With summer winding down, there may be no better time for sponsors of individually designed qualified retirement plans to begin thinking about year-end requirements and preparing for changes in the new year. Thankfully, required changes that must be adopted by the end of 2021 are minimal, and many plan sponsors have likely already amended their plans. This LawFlash sets forth items for consideration as plan sponsors head toward the end of 2021 and the start of 2022.
2019 Internal Revenue Service (IRS) Required Amendment List
Some plan sponsors will have to adopt amendments to comply with changes to certain qualification rules by December 31, 2021. Specifically, a plan sponsor may have to adopt an amendment conforming to final regulations updating the 401(k) and 403(b) hardship rules, and the sponsor of a collectively bargained hybrid defined benefit plan may have to adopt an amendment conforming to final regulations that include the use of a market rate of return.
Retroactive Amendment to Adopt a Nonelective Safe Harbor Formula
The plan sponsor of a non–safe harbor 401(k) plan may adopt an amendment introducing a safe harbor formula that uses a minimum 3% nonelective contribution as late as 30 days before the end of the plan year in which the formula goes into effect. Thus, a plan sponsor that would like to institute a nonelective safe harbor plan effective as of the first day of the 2021 plan year may do so by adopting a plan amendment providing such as late as 30 days before the end of the 2021 plan year.
The Setting Every Community Up for Retirement Enhancement (SECURE) Act expanded this to provide that, effective for plan years beginning after December 31, 2019, a plan sponsor may adopt a nonelective contribution safe harbor any time prior to the end of the plan year in which the formula goes into effect, provided that the nonelective contribution is equal to at least 4%.

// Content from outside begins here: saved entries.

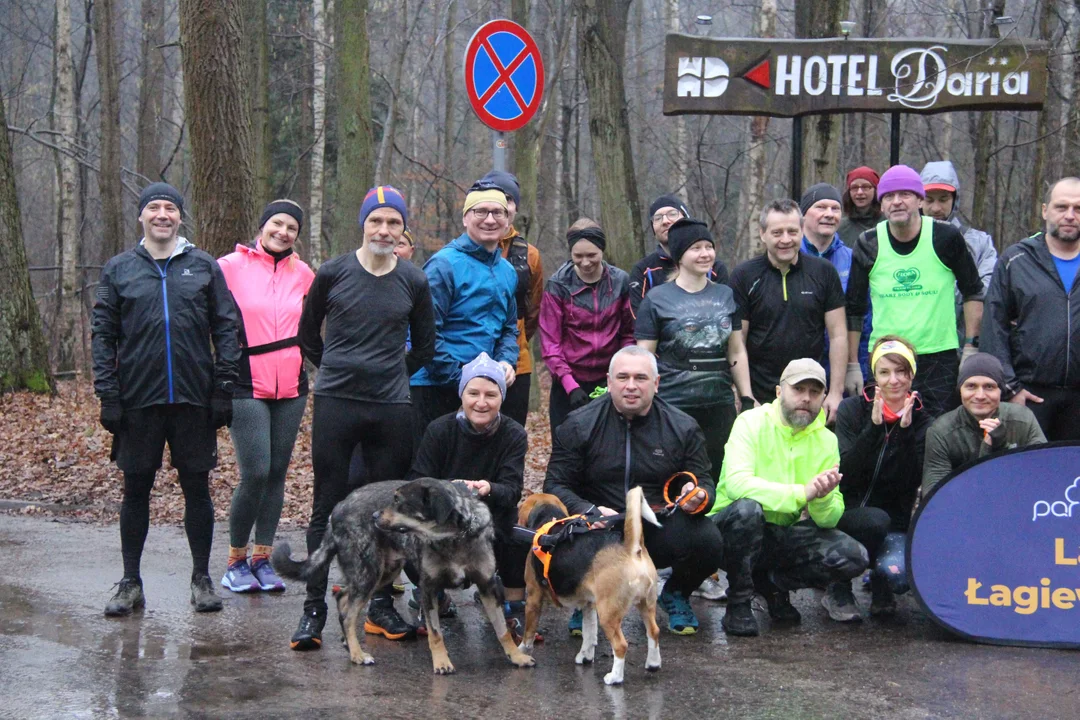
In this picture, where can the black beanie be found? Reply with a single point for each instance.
(594, 235)
(160, 191)
(817, 192)
(982, 365)
(685, 233)
(669, 201)
(286, 206)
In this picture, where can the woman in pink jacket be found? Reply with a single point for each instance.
(268, 283)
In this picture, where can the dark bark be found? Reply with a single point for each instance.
(216, 104)
(24, 356)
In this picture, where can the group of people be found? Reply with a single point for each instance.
(790, 413)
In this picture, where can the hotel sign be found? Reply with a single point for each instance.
(788, 78)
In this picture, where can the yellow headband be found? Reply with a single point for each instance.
(477, 197)
(890, 348)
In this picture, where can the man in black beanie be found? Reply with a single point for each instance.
(982, 424)
(157, 310)
(653, 269)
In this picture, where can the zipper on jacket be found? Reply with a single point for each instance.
(169, 339)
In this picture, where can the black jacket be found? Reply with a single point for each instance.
(589, 456)
(1029, 322)
(152, 329)
(653, 269)
(880, 460)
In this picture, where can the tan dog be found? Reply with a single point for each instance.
(601, 572)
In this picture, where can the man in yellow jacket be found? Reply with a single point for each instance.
(778, 504)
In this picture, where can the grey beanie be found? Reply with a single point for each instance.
(483, 367)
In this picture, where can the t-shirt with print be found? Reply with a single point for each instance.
(691, 330)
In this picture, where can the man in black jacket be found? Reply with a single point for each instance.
(157, 309)
(629, 438)
(1030, 323)
(653, 268)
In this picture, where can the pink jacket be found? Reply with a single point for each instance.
(270, 297)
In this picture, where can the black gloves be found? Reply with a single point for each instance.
(220, 405)
(112, 416)
(578, 398)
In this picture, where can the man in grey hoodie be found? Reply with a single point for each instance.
(942, 186)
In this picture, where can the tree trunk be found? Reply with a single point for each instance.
(257, 40)
(108, 80)
(757, 155)
(216, 103)
(319, 151)
(821, 139)
(24, 355)
(151, 85)
(602, 41)
(68, 207)
(355, 160)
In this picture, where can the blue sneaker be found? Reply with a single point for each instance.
(576, 621)
(239, 578)
(680, 617)
(265, 575)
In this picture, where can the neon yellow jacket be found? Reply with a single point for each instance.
(766, 461)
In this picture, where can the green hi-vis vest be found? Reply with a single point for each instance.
(913, 295)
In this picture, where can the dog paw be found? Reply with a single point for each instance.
(612, 678)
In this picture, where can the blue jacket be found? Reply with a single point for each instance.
(475, 310)
(839, 256)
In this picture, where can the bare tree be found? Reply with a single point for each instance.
(355, 161)
(216, 103)
(108, 79)
(24, 356)
(602, 39)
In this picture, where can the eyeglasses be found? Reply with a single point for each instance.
(497, 214)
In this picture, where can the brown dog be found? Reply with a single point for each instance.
(601, 572)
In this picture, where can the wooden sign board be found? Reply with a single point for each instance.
(790, 78)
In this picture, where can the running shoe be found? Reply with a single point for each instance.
(267, 579)
(239, 579)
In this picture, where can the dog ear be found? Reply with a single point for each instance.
(441, 505)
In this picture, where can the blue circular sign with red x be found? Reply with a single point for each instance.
(503, 75)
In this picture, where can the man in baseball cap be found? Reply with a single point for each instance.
(780, 461)
(910, 266)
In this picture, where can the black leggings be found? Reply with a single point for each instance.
(385, 436)
(135, 519)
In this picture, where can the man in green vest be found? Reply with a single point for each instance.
(910, 266)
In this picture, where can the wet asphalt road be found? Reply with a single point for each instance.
(59, 656)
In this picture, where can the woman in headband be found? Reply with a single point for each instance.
(881, 436)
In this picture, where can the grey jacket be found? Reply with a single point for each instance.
(955, 439)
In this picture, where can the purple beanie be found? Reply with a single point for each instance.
(383, 195)
(901, 177)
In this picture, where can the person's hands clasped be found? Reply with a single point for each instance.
(823, 484)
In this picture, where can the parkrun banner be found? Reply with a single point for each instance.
(994, 554)
(788, 78)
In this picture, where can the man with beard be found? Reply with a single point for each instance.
(780, 462)
(1030, 323)
(910, 266)
(370, 300)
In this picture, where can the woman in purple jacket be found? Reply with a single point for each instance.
(584, 320)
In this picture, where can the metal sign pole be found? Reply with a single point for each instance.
(499, 151)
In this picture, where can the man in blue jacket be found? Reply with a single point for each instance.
(157, 309)
(472, 290)
(822, 209)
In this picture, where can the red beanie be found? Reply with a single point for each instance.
(863, 173)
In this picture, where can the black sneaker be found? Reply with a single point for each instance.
(739, 620)
(203, 596)
(309, 633)
(129, 597)
(382, 619)
(781, 608)
(840, 603)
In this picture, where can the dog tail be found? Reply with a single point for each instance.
(286, 567)
(637, 511)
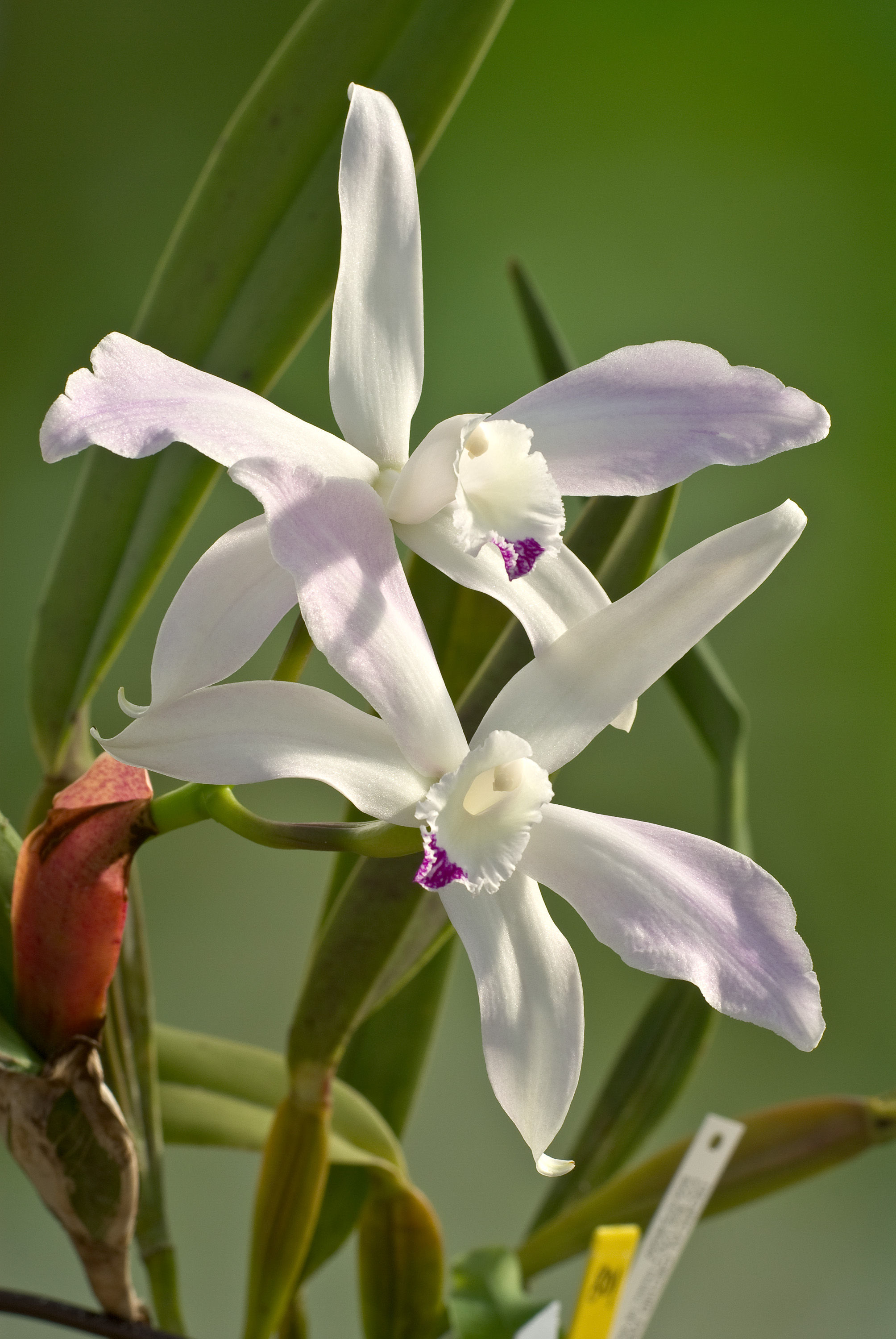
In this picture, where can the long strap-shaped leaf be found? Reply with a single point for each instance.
(248, 272)
(781, 1145)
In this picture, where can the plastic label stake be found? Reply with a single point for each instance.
(676, 1218)
(611, 1255)
(546, 1325)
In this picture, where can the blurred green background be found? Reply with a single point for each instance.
(716, 173)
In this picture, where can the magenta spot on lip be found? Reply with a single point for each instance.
(437, 869)
(520, 556)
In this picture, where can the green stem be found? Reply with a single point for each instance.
(370, 839)
(178, 808)
(193, 804)
(296, 653)
(130, 1061)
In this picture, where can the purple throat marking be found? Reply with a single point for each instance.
(437, 869)
(520, 556)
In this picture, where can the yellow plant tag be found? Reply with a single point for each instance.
(611, 1255)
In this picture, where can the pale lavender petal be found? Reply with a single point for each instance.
(137, 401)
(263, 730)
(651, 414)
(377, 342)
(591, 674)
(335, 539)
(227, 606)
(530, 1001)
(674, 904)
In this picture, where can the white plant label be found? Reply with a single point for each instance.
(546, 1325)
(676, 1218)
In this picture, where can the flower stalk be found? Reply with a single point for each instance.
(193, 804)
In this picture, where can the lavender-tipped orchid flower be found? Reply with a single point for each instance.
(481, 496)
(666, 902)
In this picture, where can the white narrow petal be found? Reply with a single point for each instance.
(530, 1001)
(651, 414)
(138, 401)
(626, 718)
(239, 733)
(335, 539)
(377, 343)
(556, 595)
(225, 608)
(427, 481)
(674, 904)
(591, 674)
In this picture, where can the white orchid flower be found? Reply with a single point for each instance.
(481, 496)
(668, 902)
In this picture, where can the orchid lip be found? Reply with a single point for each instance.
(520, 556)
(437, 869)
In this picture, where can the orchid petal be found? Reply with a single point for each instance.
(137, 401)
(336, 541)
(530, 999)
(228, 604)
(680, 906)
(651, 414)
(377, 342)
(579, 685)
(263, 730)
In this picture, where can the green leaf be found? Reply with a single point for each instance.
(386, 1056)
(552, 353)
(15, 1052)
(401, 1264)
(259, 1080)
(712, 701)
(649, 1074)
(247, 275)
(487, 1299)
(619, 540)
(354, 948)
(385, 1062)
(781, 1145)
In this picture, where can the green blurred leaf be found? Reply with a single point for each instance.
(487, 1299)
(781, 1145)
(10, 844)
(552, 353)
(385, 1062)
(259, 1080)
(401, 1264)
(649, 1074)
(248, 272)
(721, 719)
(386, 1056)
(354, 948)
(213, 1120)
(288, 1198)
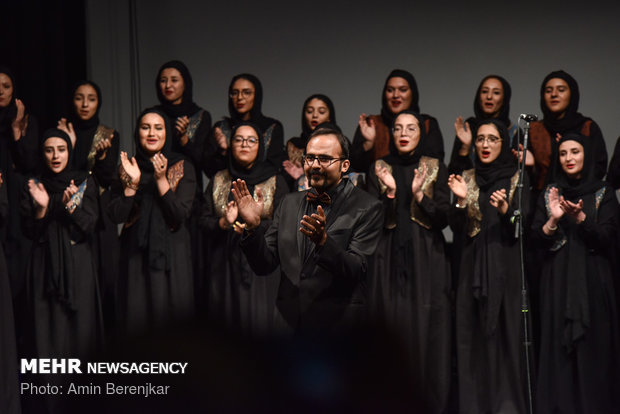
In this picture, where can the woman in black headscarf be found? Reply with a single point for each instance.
(238, 299)
(410, 282)
(245, 100)
(96, 149)
(19, 158)
(492, 101)
(317, 109)
(192, 124)
(488, 297)
(575, 226)
(153, 201)
(559, 102)
(372, 137)
(59, 213)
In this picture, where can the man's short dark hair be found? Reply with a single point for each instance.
(344, 141)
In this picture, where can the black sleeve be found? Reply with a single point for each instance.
(105, 170)
(434, 140)
(120, 206)
(437, 208)
(213, 160)
(195, 148)
(177, 205)
(360, 159)
(613, 174)
(276, 153)
(600, 150)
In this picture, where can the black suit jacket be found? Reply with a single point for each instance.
(325, 292)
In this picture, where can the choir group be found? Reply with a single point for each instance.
(102, 244)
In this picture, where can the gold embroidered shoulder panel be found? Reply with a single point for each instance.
(432, 170)
(174, 175)
(103, 132)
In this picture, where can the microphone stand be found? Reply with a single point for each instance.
(518, 222)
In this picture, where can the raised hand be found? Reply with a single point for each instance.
(130, 172)
(458, 186)
(574, 210)
(368, 128)
(554, 204)
(40, 198)
(20, 123)
(67, 127)
(499, 201)
(464, 134)
(529, 157)
(387, 179)
(314, 226)
(160, 165)
(181, 127)
(293, 169)
(101, 148)
(249, 209)
(419, 175)
(220, 138)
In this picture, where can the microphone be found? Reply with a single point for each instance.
(528, 117)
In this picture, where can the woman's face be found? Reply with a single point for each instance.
(316, 112)
(488, 143)
(56, 154)
(86, 102)
(6, 90)
(557, 96)
(172, 85)
(406, 133)
(152, 133)
(491, 97)
(398, 94)
(571, 158)
(245, 146)
(242, 95)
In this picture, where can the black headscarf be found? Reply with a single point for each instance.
(504, 111)
(504, 166)
(153, 232)
(84, 129)
(386, 114)
(9, 112)
(260, 170)
(571, 119)
(57, 182)
(306, 130)
(403, 173)
(574, 188)
(187, 107)
(60, 279)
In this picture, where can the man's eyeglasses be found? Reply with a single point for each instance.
(250, 142)
(324, 160)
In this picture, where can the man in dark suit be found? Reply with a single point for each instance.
(321, 239)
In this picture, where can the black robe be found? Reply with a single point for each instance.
(415, 304)
(488, 304)
(66, 320)
(9, 392)
(149, 297)
(320, 290)
(237, 298)
(580, 375)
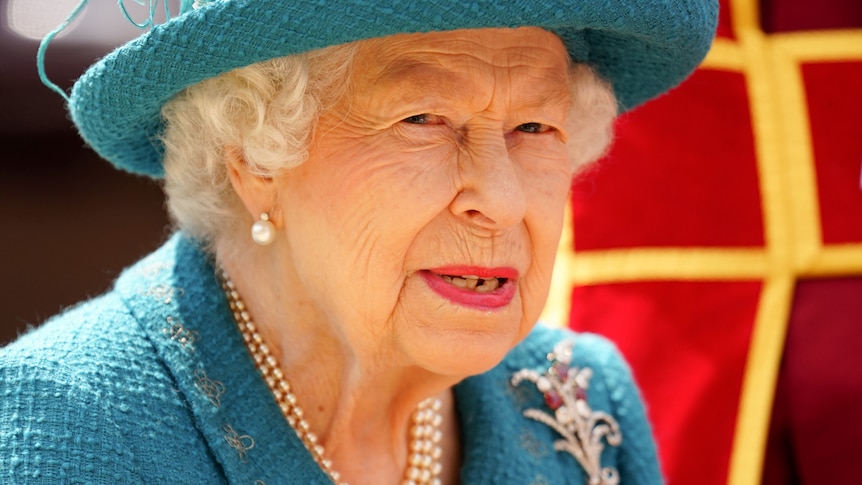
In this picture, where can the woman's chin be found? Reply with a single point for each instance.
(460, 353)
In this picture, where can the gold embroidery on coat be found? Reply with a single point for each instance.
(210, 388)
(240, 443)
(180, 334)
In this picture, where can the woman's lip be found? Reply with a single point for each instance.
(491, 300)
(480, 271)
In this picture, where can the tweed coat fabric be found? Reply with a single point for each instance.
(151, 383)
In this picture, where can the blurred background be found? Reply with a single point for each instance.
(71, 222)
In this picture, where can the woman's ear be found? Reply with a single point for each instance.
(255, 191)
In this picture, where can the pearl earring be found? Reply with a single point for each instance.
(263, 231)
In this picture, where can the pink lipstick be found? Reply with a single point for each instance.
(473, 286)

Amendments to Safe Harbor 401(k) Plans
The plan sponsor of a safe harbor 401(k) plan that would like to make changes beginning in 2022 must generally adopt an amendment providing these changes no later than the last day of the 2021 plan year.
There are exceptions, however, under which a plan sponsor may adopt 2022 changes during 2022:
Discretionary Changes to Any Qualified Plan
Changes not mentioned above that a plan sponsor elects to make to a plan must generally be adopted no later than the end of the plan year in which they become effective.
ACA, EACA, and Safe Harbor Notices
Section 401(k) plans that include an automatic contribution arrangement (ACA) or eligible automatic contribution arrangement (EACA), or that avoid the ADP/ACP nondiscrimination tests by comporting with the safe harbor requirements under Section 401(k)(12) or (13) of the Internal Revenue Code (IRC), must send annual participant notices at least 30 days before the beginning of the 2022 plan year.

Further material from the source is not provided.